The 155 properties BUILD is acquiring from the city, for about $1 million, are all in those six square blocks. Tamara Jones-Douglas, 27, plans to buy one of those new homes. A lifelong resident of Oliver, she has watched the neighborhood deteriorate.
"People were doing drugs and shooting up in those [vacant] houses," she said. "If you live on a block where all the houses are empty, you're going to have people who throw their trash on the street. No one else cares how it looks. Why should they?"
But now Jones-Douglas, who works at the Cherry Hill branch of the Enoch Pratt Free Library and is studying at Coppin State University to be a teacher, says it's a "blessing" so much money will be invested in her neighborhood. She's never wanted to live anywhere else.
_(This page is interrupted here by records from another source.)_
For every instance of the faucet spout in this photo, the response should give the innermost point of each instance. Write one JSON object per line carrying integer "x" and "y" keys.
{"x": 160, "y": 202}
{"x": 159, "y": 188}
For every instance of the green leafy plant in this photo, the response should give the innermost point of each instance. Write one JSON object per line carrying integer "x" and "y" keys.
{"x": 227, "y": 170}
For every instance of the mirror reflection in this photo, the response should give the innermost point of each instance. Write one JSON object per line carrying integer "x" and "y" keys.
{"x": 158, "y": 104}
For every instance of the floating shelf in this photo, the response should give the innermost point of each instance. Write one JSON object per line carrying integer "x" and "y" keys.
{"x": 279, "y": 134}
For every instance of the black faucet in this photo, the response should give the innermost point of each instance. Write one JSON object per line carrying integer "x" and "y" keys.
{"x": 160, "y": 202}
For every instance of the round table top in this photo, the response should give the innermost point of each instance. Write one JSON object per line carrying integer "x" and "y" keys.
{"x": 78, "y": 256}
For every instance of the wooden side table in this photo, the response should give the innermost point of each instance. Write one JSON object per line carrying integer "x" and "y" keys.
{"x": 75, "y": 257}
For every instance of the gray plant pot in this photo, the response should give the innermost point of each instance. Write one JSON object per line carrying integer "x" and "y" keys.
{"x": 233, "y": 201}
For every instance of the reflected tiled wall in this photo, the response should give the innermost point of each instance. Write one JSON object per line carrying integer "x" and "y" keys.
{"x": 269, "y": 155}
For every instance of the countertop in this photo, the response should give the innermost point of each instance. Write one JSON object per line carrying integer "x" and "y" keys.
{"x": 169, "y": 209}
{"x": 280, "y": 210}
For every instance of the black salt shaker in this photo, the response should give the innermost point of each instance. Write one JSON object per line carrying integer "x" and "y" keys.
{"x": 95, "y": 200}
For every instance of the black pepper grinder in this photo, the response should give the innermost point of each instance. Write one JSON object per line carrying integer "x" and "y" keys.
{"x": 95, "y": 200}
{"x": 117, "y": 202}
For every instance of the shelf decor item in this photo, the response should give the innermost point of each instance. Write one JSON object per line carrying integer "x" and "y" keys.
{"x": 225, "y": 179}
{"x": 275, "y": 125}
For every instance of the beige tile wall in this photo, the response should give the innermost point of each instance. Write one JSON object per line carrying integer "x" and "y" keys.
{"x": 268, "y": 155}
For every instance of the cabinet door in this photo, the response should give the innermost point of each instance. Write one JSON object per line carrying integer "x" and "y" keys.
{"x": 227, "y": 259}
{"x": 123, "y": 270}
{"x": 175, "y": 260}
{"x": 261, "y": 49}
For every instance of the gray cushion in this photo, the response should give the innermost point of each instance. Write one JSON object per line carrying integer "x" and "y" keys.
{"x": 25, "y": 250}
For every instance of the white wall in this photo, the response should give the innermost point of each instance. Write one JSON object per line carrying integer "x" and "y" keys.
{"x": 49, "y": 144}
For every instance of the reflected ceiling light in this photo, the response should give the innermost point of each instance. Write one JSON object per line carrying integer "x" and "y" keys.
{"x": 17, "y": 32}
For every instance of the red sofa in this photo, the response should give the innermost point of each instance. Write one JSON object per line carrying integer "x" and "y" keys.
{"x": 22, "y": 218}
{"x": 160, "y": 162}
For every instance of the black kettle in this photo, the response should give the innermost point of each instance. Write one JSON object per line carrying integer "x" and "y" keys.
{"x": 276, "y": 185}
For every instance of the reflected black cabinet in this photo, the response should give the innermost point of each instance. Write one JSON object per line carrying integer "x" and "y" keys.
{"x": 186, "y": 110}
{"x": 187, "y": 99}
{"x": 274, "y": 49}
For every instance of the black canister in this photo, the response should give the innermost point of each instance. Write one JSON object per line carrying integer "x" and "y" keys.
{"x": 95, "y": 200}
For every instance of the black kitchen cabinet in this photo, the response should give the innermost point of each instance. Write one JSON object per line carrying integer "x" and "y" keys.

"It's my neighborhood," she said. "I'm not going to let anybody run me from where I live."
Experts say there's a sizable market for quality homes in Oliver, a neighborhood of tree-lined streets and historic churches. The nearby $1.8 billion EBDI development will add up to 8,000 new jobs, as well as commercial space and 2,200 residential units.
"We're putting in place a plan, but more importantly, a sense of a positive future that is encouraging others to invest around us," said Jack Shannon, president and CEO of EBDI. He says the renewal of neighborhoods around his project is critical to its success.
About 70 percent of the homes that EBDI acquired for its 88-acre campus were vacant - a blight that poses health and safety problems but also tears at the fabric of a community.
"Blight not only ravages neighborhoods, it ravages the spirits of people," said Bishop Douglas I. Miles of the Koinonia Baptist Church. Miles, who lives in Rosedale, is now among many who are considering returning to East Baltimore after moving to the suburbs.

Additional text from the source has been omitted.